John F. Kerry Chooses Bobby Kennedy's Hair for Vice President 07/06/04 PITTSBURGH, Pennsylvania
Democrat presidential candidate John Kerry, long accused of cultivating associations with fellow Massachusetts senator John F. Kennedy, announced today that his running mate will be Bobby Kennedy's hair.
The wavy, boyish hair of the younger Kennedy has been stored cryogenically at the Kennedy compound ever since he was assassinated in 1968, possibly for just such a mission.
"We looked around the party for a credible candidate with a little charisma," a prominent Democrat strategist divulged, acknowledging the dour dullness of candidate Kerry. "But there isn't a shred of charisma out there. Worse yet, Dick Gephardt actually has anti-charisma, which neutralizes any charisma in his proximity.
"So we decided to take a chance and nominate Bobby...er, Attorney General Kennedy's hair."
Not everyone was pleased with Kerry's unusual choice.

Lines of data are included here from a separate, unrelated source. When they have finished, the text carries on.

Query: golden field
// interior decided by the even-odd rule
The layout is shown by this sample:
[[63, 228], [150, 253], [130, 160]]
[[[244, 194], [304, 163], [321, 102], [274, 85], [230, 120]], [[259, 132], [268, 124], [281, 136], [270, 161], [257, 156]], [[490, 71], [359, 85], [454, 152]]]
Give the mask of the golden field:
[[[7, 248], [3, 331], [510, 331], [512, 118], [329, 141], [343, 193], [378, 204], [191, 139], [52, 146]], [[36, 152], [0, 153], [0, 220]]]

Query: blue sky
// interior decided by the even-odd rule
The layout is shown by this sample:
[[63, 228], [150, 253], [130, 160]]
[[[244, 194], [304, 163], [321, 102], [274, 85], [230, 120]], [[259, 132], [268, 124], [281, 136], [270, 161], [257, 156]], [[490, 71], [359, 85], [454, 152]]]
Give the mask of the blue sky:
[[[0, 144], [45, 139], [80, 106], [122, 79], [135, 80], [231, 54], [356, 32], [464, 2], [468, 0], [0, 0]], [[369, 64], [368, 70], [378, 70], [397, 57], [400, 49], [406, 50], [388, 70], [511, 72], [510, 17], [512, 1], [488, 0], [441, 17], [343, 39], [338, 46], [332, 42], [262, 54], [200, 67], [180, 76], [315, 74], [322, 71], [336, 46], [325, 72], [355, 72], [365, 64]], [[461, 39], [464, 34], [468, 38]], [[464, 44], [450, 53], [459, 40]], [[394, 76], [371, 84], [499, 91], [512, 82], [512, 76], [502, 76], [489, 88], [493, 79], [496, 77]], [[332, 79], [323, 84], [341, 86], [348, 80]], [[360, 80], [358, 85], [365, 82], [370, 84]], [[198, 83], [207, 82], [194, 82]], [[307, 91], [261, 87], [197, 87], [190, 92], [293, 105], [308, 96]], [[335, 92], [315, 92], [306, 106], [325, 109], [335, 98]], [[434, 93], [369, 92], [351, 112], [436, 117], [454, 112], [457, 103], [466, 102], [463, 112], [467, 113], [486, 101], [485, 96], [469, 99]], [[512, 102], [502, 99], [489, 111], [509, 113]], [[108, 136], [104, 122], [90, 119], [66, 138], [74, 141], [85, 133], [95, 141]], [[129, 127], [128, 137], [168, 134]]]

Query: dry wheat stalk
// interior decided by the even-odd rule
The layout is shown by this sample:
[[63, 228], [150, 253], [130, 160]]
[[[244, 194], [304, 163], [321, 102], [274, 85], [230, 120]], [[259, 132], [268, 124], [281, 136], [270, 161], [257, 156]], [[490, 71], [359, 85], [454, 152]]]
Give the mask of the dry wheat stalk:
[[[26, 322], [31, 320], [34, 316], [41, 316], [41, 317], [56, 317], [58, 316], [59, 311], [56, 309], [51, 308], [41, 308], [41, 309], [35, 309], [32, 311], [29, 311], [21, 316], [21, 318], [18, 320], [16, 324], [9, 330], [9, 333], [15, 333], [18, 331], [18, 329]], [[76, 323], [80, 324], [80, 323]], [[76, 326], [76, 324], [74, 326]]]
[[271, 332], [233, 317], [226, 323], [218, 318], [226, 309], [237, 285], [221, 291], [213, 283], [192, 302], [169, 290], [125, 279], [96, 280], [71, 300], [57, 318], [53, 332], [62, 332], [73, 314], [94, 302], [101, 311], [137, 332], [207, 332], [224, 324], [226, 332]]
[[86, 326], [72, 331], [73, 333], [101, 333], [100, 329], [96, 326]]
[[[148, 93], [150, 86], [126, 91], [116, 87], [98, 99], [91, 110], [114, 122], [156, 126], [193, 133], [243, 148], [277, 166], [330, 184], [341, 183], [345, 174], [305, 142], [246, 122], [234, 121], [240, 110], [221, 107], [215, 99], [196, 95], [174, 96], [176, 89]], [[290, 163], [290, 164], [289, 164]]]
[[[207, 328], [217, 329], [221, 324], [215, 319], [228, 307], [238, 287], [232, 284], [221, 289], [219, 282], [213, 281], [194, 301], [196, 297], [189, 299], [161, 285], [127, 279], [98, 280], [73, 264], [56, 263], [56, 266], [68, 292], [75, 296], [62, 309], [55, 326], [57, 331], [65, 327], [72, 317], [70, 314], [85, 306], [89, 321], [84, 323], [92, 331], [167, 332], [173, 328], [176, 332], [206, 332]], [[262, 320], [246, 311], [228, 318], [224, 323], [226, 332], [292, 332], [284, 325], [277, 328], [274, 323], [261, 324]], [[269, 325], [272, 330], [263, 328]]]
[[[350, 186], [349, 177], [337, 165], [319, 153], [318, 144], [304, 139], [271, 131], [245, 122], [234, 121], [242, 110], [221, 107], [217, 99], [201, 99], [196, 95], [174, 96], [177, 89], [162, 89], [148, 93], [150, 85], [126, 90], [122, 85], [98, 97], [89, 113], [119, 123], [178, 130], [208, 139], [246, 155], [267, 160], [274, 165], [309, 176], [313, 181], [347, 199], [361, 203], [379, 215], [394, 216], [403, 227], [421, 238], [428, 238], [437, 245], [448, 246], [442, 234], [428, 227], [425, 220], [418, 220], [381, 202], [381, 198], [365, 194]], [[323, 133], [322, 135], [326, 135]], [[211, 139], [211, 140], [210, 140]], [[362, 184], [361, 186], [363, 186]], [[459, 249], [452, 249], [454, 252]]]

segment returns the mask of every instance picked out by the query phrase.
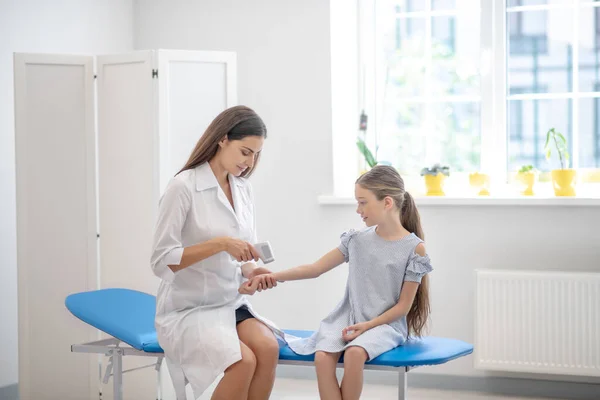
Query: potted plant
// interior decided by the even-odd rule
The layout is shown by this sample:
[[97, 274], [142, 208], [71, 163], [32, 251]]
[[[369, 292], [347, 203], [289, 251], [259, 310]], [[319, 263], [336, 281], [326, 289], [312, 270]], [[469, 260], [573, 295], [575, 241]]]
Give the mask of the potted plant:
[[[373, 156], [373, 153], [371, 153], [371, 150], [369, 150], [369, 147], [367, 146], [367, 144], [361, 137], [359, 137], [357, 139], [356, 146], [358, 147], [358, 150], [360, 151], [360, 153], [363, 155], [365, 162], [367, 163], [367, 166], [369, 168], [373, 168], [374, 166], [377, 165], [377, 159], [375, 158], [375, 156]], [[367, 172], [367, 171], [366, 170], [362, 171], [361, 175], [364, 174], [365, 172]]]
[[490, 176], [482, 172], [469, 174], [469, 185], [475, 189], [478, 196], [490, 195]]
[[523, 165], [517, 172], [517, 180], [521, 183], [524, 196], [533, 196], [533, 187], [538, 178], [538, 170], [533, 165]]
[[554, 128], [550, 129], [546, 134], [546, 144], [544, 150], [546, 159], [549, 160], [552, 155], [552, 147], [556, 148], [558, 158], [560, 160], [560, 169], [553, 169], [552, 186], [556, 196], [575, 196], [575, 177], [576, 171], [569, 168], [569, 152], [567, 139], [562, 133]]
[[444, 196], [444, 181], [450, 176], [450, 167], [434, 164], [430, 168], [423, 168], [421, 176], [425, 177], [427, 196]]

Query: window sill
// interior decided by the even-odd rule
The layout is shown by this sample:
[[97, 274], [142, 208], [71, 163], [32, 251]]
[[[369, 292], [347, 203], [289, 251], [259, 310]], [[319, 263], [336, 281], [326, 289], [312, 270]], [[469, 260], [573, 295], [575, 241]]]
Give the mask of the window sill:
[[[356, 206], [353, 197], [322, 195], [318, 198], [321, 205], [351, 205]], [[415, 197], [417, 206], [597, 206], [600, 198], [595, 197], [541, 197], [541, 196], [481, 196], [481, 197], [451, 197], [451, 196], [418, 196]]]

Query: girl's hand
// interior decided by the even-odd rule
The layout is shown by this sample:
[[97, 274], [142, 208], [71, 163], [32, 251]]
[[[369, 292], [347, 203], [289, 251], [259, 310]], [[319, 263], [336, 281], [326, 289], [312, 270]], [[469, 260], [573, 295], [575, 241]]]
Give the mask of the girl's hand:
[[271, 274], [272, 272], [269, 271], [268, 269], [266, 269], [265, 267], [256, 267], [252, 270], [252, 272], [250, 272], [250, 276], [248, 277], [248, 279], [253, 279], [254, 277], [257, 277], [258, 275], [265, 275], [265, 274]]
[[240, 239], [225, 238], [225, 251], [238, 261], [258, 261], [258, 251], [254, 246]]
[[263, 290], [271, 289], [275, 286], [277, 286], [277, 280], [273, 274], [263, 274], [257, 275], [251, 280], [245, 282], [242, 286], [240, 286], [238, 292], [252, 296], [257, 290], [261, 292]]
[[252, 279], [258, 281], [257, 290], [259, 292], [277, 286], [277, 279], [272, 273], [255, 275]]
[[360, 322], [358, 324], [351, 325], [342, 330], [342, 338], [346, 342], [351, 342], [371, 328], [372, 326], [369, 322]]

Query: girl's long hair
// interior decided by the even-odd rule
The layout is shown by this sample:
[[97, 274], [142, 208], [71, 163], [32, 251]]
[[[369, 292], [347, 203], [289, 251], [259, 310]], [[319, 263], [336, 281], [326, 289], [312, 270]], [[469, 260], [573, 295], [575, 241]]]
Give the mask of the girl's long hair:
[[[376, 165], [356, 181], [363, 188], [371, 191], [378, 200], [386, 197], [394, 199], [400, 210], [400, 223], [409, 232], [425, 240], [421, 227], [421, 216], [413, 197], [404, 189], [404, 180], [394, 167]], [[414, 336], [421, 336], [430, 313], [429, 277], [425, 275], [417, 289], [413, 304], [406, 316], [408, 331]]]

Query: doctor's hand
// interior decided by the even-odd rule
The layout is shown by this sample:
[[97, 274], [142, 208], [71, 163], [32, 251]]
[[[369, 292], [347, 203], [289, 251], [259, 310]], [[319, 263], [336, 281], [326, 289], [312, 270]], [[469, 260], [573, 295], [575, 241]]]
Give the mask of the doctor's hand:
[[242, 284], [238, 289], [238, 292], [252, 296], [257, 290], [261, 292], [263, 290], [274, 288], [275, 286], [277, 286], [277, 280], [273, 274], [256, 275], [254, 278]]
[[272, 274], [272, 272], [270, 270], [266, 269], [265, 267], [256, 267], [252, 270], [252, 272], [250, 272], [250, 276], [248, 277], [248, 279], [252, 279], [255, 276], [265, 275], [265, 274]]
[[225, 238], [225, 251], [238, 261], [258, 261], [258, 251], [244, 240]]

"This is outrageous," insisted a leading Republican strategist, "downright Frankensteinian. If that's a word.
"If we had known that hairdos were eligible for the vice presidency, we could have run Reagan's. The Gipper's scalp rates head and shoulders above Baby Kennedy's any day of the week."
For primarily logistical reasons, freshman North Carolina Senator John Edwards will wear former Attorney General Kennedy's hair throughout the 2004 campaign, though it remains to be seen whether Edwards would accompany it to the vice presidential mansion in a possible Kerry administration.